BBC Brasil: O senhor ficou famoso por aplicar a
chamada democracia corporativa em sua empresa. Os trabalhadores escolhem seus
horários e seus salários. Como isso pode dar certo?
Semler: Se você dá às
pessoas todos os parâmetros para que elas decidam, elas decidem bem. É claro
que o único fator a ser considerado não é, por exemplo, quanto cada um quer
ganhar. Os trabalhadores se organizam para fazer o orçamento dos próximos 6
meses ou 1 ano, analisam o que precisam e que salário é preciso pagar para
isso. Cada um diz o que gostaria e o grupo vê se é possível. O autointeresse é
cotejado pelo coletivo. Em parte, o que fizemos foi mudar esse sistema do 'eu
mando, você obedece' por um sistema em que eu pergunto: 'Quando você quer
trabalhar? Quer vir até aqui ou não?'
BBC Brasil: Há mais interesse por esse sistema
hoje?
Semler: Certamente.
Fiz recentemente uma palestra TED (formato de conferências curtas, que se
popularizaram na internet) que conseguiu 1,2 milhões de views (acessos) em pouco mais de um mês,
principalmente de americanos. Conforme empresas abertas por grupos de jovens
conseguem em poucos anos se equiparar a empresas tradicionais, muita gente está
percebendo que a hierarquia militar que prevalece em algumas companhias não
serve mais.
Olhei esses dias uma lista da revista INC das cem empresas mais promissoras (do globo) e
só conhecia duas. Nunca tinha ouvido falar das outras 98. O novo jeito de se
organizar e de ser criativo, de inovar, não passa mais pela GE (General Electric) e pela GM (General Motors). Essas empresas que aparentemente
tinham o poder e o controle sobre tudo estão perdendo espaço.

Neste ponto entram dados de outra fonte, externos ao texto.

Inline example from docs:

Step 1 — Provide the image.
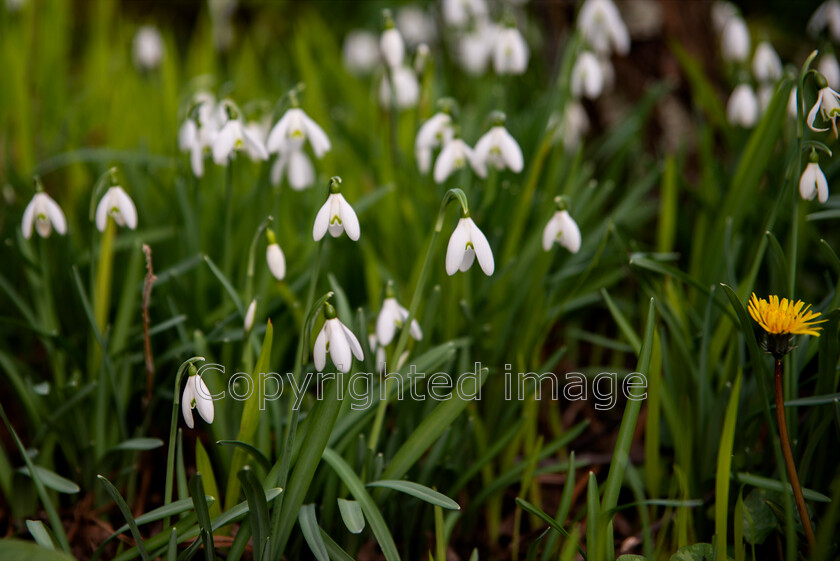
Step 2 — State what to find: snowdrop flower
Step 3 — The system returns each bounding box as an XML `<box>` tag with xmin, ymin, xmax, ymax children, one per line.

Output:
<box><xmin>181</xmin><ymin>367</ymin><xmax>215</xmax><ymax>428</ymax></box>
<box><xmin>265</xmin><ymin>230</ymin><xmax>286</xmax><ymax>281</ymax></box>
<box><xmin>458</xmin><ymin>21</ymin><xmax>499</xmax><ymax>76</ymax></box>
<box><xmin>446</xmin><ymin>216</ymin><xmax>496</xmax><ymax>277</ymax></box>
<box><xmin>414</xmin><ymin>106</ymin><xmax>455</xmax><ymax>173</ymax></box>
<box><xmin>178</xmin><ymin>92</ymin><xmax>219</xmax><ymax>177</ymax></box>
<box><xmin>20</xmin><ymin>191</ymin><xmax>67</xmax><ymax>240</ymax></box>
<box><xmin>379</xmin><ymin>10</ymin><xmax>405</xmax><ymax>68</ymax></box>
<box><xmin>726</xmin><ymin>84</ymin><xmax>758</xmax><ymax>128</ymax></box>
<box><xmin>758</xmin><ymin>84</ymin><xmax>776</xmax><ymax>115</ymax></box>
<box><xmin>95</xmin><ymin>185</ymin><xmax>137</xmax><ymax>232</ymax></box>
<box><xmin>712</xmin><ymin>0</ymin><xmax>739</xmax><ymax>34</ymax></box>
<box><xmin>397</xmin><ymin>6</ymin><xmax>437</xmax><ymax>47</ymax></box>
<box><xmin>443</xmin><ymin>0</ymin><xmax>487</xmax><ymax>27</ymax></box>
<box><xmin>473</xmin><ymin>114</ymin><xmax>523</xmax><ymax>177</ymax></box>
<box><xmin>493</xmin><ymin>26</ymin><xmax>528</xmax><ymax>74</ymax></box>
<box><xmin>753</xmin><ymin>41</ymin><xmax>782</xmax><ymax>82</ymax></box>
<box><xmin>379</xmin><ymin>66</ymin><xmax>420</xmax><ymax>109</ymax></box>
<box><xmin>243</xmin><ymin>298</ymin><xmax>257</xmax><ymax>333</ymax></box>
<box><xmin>312</xmin><ymin>302</ymin><xmax>365</xmax><ymax>374</ymax></box>
<box><xmin>312</xmin><ymin>177</ymin><xmax>361</xmax><ymax>242</ymax></box>
<box><xmin>571</xmin><ymin>51</ymin><xmax>604</xmax><ymax>99</ymax></box>
<box><xmin>807</xmin><ymin>74</ymin><xmax>840</xmax><ymax>138</ymax></box>
<box><xmin>720</xmin><ymin>16</ymin><xmax>750</xmax><ymax>62</ymax></box>
<box><xmin>433</xmin><ymin>138</ymin><xmax>483</xmax><ymax>183</ymax></box>
<box><xmin>799</xmin><ymin>150</ymin><xmax>828</xmax><ymax>203</ymax></box>
<box><xmin>807</xmin><ymin>0</ymin><xmax>840</xmax><ymax>43</ymax></box>
<box><xmin>266</xmin><ymin>106</ymin><xmax>332</xmax><ymax>158</ymax></box>
<box><xmin>577</xmin><ymin>0</ymin><xmax>630</xmax><ymax>56</ymax></box>
<box><xmin>376</xmin><ymin>283</ymin><xmax>423</xmax><ymax>347</ymax></box>
<box><xmin>555</xmin><ymin>99</ymin><xmax>589</xmax><ymax>150</ymax></box>
<box><xmin>341</xmin><ymin>29</ymin><xmax>379</xmax><ymax>75</ymax></box>
<box><xmin>132</xmin><ymin>25</ymin><xmax>164</xmax><ymax>70</ymax></box>
<box><xmin>212</xmin><ymin>101</ymin><xmax>268</xmax><ymax>166</ymax></box>
<box><xmin>543</xmin><ymin>197</ymin><xmax>581</xmax><ymax>253</ymax></box>
<box><xmin>788</xmin><ymin>86</ymin><xmax>799</xmax><ymax>118</ymax></box>
<box><xmin>817</xmin><ymin>53</ymin><xmax>840</xmax><ymax>90</ymax></box>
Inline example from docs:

Não faz mais sentido dizer que os funcionários de
uma empresa devem chegar às 8h e sair às 5h, que devem se vestir e falar como
mandam seus superiores. Esse sistema criado com a linha de montagem de Henry
Ford, há cem anos, está obsoleto.
BBC Brasil: Qual o objetivo desse modelo de gestão
alternativo? Obter mais lucro ou ter funcionários mais satisfeitos?
Semler: Há 30 anos,
crescemos 41% ao ano, em média. E, ao mesmo tempo, tenho 2% de turnover (rotatividade de empregados) e o índice
de satisfação de nossos funcionários também é bastante alto, embora não seja o
que gostaríamos. Então, o que mostramos é, justamente, que é um falso dilema
dizer que ou a empresa lucra ou seus funcionários ficam felizes.